L'administration des domaines qui n'aurait pas rempli les formalités prescrites, peut être condamnée à des dommages et intérêts envers les héritiers, s'il s'en présente.

     »

Art. 10.

Les articles 913, 916 et 1094 du Code civil sont abrogés et remplacés par les dispositions suivantes:

«     

Art. 913.

Les libéralités, soit par actes entre vifs, soit par testament, ne pourront excéder la moitié des biens du disposant, s'il ne laisse à son décès qu'un enfant; le tiers, s'il laisse deux enfants; le quart, s'il en laisse trois ou un plus grand nombre; le tout sous réserve de l'application des articles 767 - 1 et 1094 - 1.

Art. 916.

A défaut de descendants, les libéralités par actes entre vifs ou testamentaires pourront épuiser la totalité des biens.

Art. 1094.

L'époux pourra, soit par contrat de mariage, soit pendant le mariage, dans le cas où il laisserait des enfants ou des descendants d'eux, disposer en faveur de son conjoint, soit de la propriété de ce dont il pourrait disposer en faveur d'un étranger et de l'usufruit du surplus, soit de la totalité de ses biens en usufruit.

     »

Art. 11.

Il est intercalé entre les articles 1094 et 1095 du Code civil un article 1094 - 1 et un article 1094 - 2 conçus comme suit:

«     

Art. 1094-1.

En cas de remariage du conjoint survivant, les enfants et descendants pourront, dans les six mots et d'un commun accord, exiger la conversion en capital des dispositions en usufruit faites à son profit.
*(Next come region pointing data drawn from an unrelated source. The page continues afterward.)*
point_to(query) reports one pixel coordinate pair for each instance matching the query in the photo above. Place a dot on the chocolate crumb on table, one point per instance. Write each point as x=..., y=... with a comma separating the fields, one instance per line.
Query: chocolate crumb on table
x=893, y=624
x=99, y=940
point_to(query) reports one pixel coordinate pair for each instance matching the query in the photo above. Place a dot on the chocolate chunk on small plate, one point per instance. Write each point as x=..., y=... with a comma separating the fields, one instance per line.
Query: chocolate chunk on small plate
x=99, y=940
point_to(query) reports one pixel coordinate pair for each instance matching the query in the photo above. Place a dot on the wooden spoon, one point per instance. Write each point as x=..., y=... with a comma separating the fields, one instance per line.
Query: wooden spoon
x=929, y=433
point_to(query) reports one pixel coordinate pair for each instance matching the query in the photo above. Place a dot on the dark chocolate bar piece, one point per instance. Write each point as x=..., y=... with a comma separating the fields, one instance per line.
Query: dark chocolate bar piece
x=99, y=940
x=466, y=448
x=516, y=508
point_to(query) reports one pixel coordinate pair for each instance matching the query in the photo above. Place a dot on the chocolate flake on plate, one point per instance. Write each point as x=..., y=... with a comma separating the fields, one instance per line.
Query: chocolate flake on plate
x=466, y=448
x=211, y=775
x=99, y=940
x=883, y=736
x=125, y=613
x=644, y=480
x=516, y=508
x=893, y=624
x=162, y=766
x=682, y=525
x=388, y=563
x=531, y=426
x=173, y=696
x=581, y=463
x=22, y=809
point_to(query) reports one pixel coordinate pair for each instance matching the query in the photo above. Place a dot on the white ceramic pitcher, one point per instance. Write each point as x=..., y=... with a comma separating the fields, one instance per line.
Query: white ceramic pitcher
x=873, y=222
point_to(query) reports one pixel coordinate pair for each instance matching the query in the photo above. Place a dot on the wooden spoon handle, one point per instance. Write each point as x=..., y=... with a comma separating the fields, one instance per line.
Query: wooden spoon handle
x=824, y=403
Si les enfants et descendants sont en désaccord, la conversion sera facultative pour les tribunaux.

Art. 1094-2.

Les descendants pourront, nonobstant toute stipulation contraire du disposant, exiger, à l'égard des biens soumis à l'usufruit, qu'il soit dressé inventaire des meubles ainsi qu'état des immeubles, et que les titres au porteur soient, au choix de l'usufruitier, convertis en titres nominatifs ou déposés en banque.

     »

Art. 12.

A l'article 1527, deuxième alinéa du Code civil la référence à l'article 1098 est remplacée par celle à l'article 1094.

Art. 13.

Les droits successoraux institués par la présente loi ou résultant des règles nouvelles concernant l'établissement de la filiation ne pourront être exercés dans les successions ouvertes avant son entrée en vigueur.

Les droits des réservataires institués par la présente loi ou résultant des règles nouvelles concernant l'établissement de la filiation ne pourront être exercés au préjudice des donations entre vifs consenties avant son entrée en vigueur.

Les donations entre vifs consenties avant l'entrée en vigueur de la loi nouvelle continueront de donner lieu au droit de retour légal, tel qu'il était prévu par l'ancien article 747 du Code civil.

Mandons et ordonnons que la présente loi soit insérée au Mémorial pour être exécutée et observée par tous ceux que la chose concerne.

Le Ministre de la Justice,

Robert Krieps

Palais de Luxembourg, le 26 avril 1979.